Autonomic nervous system activity is dramatically altered when REM sleep is initiated (Fig. 117-1). REM sleep is marked by profound muscle sympathetic nerve activation, in terms of both frequency and amplitude,2,6 which attains levels significantly higher than in wakefulness.2 Sympathetic nerve activity is concentrated in short, irregular periods that are most striking when accompanied by intense eye movements.2 These bursts trigger intermittent increases in heart rate and arterial blood pressure to levels similar to those in wakefulness, with increased variability.2,6,7 Significant surges and pauses in heart rate during REM sleep have been described in several species, including humans.6,7 Cardiac efferent vagal tone and baroreceptor regulation5 are generally suppressed during REM sleep, and breathing patterns may become highly irregular and may lead, in susceptible individuals, to oxygen desaturation.
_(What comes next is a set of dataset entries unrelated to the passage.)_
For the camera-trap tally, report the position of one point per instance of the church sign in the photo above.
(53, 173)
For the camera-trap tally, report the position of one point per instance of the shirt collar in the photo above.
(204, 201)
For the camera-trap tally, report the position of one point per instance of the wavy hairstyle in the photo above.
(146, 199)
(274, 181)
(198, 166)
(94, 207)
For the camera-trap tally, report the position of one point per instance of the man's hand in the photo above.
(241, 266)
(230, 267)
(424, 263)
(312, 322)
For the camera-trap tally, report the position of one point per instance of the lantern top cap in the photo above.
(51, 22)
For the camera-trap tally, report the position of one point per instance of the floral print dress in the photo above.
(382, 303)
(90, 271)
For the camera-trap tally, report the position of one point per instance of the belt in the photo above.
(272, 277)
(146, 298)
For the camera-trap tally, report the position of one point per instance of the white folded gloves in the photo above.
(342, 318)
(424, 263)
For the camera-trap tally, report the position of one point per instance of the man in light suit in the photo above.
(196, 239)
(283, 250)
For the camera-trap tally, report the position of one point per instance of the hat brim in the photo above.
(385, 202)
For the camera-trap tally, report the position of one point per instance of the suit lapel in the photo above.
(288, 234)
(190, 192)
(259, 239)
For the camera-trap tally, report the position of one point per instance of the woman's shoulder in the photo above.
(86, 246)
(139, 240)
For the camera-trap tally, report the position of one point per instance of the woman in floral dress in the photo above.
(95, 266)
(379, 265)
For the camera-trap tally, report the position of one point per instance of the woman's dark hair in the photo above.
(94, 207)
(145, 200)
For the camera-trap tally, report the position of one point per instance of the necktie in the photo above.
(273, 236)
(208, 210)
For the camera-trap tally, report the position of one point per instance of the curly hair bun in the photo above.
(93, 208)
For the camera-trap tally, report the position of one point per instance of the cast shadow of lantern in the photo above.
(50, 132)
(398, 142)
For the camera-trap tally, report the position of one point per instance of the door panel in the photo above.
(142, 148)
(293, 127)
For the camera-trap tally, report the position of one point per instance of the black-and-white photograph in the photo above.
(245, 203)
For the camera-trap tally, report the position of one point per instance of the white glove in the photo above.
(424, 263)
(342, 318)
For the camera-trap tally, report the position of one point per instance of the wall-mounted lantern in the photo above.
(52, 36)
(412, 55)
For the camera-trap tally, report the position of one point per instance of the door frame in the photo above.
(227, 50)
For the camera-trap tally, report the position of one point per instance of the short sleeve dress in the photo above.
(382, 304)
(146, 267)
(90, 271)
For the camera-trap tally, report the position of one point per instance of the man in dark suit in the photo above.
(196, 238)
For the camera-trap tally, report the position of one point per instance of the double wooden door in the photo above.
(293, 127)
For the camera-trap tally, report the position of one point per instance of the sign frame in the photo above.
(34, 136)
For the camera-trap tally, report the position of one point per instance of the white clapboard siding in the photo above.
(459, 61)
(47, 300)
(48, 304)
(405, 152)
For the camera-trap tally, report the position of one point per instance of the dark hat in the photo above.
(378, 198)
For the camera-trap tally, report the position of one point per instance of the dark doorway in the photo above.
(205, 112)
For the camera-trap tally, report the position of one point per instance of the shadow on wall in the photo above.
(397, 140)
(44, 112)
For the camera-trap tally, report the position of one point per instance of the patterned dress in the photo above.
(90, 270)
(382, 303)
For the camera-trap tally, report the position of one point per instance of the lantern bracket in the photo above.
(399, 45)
Thus, while subserving the neurochemical functions of the brain, REM sleep can disrupt cardiorespiratory homeostasis. The brain’s increased excitability during REM sleep can also trigger major surges in sympathetic nerve activity to the skeletal muscular beds, accompanied by muscular twitching,2 which interrupts the generalized skeletal atonia of REM.8 The peripheral autonomic status characterized by muscle sympathetic nerve recording is compatible with reduced neuronal activity in the brainstem and other regions of the brain and reduced cerebral blood flow during NREM sleep and, during REM sleep, with increased brain activity in several discrete regions to levels higher than waking values.9



The decline in autonomic activity during sleep is also evident in peroneal muscle sympathetic nerve activity2,6 and peripheral levels of epinephrine and norepinephrine, and mirrors the generalized sleep-induced decline in heart rate and arterial blood pressure.10 A nocturnal nadir in plasma catecholamines is evident at 1 hour after sleep onset. Plasma cortisol is also depressed during sleep; increased levels are initiated at 5:00 AM.


In the absence of readily achieved, direct measures of cardiac-bound nerve activity, analysis of heart rate variability (HRV) has emerged as a widely accepted method for measuring cardiac sympathetic versus parasympathetic neural dominance. High-frequency (HF) HRV is a general indicator of cardiac parasympathetic tone and includes the effects of respiration. The low- to high-frequency (LF/HF) ratio is widely accepted as an approximation of cardiac-bound sympathetic nerve activity, as validated by studies involving beta-adrenergic receptor blocking agents. Decreased HRV, indicating a decline in parasympathetic nerve activity, is an established indicator of risk for sudden cardiac death after MI. HRV analysis reveals a generalized increase in vagus nerve activity and a decrease in cardiac sympathetic nerve activity across the sleep period,11,12 probably reflecting the dominance of total sleep time by NREM sleep. HRV studies using 5-minute intervals provide results consistent with muscle nerve recording, indicating increased HF and decreased LF (or parasympathetic nerve dominance) in NREM sleep, but decreased HF and increased LF (or predominant sympathetic nerve activity) in REM sleep and during wakefulness.7 In healthy individuals, the increase in HRV measures of cardiac sympathetic nerve activity at onset of REM sleep is initiated before7,12 the transition from NREM sleep as classically defined from the polysomnographic record.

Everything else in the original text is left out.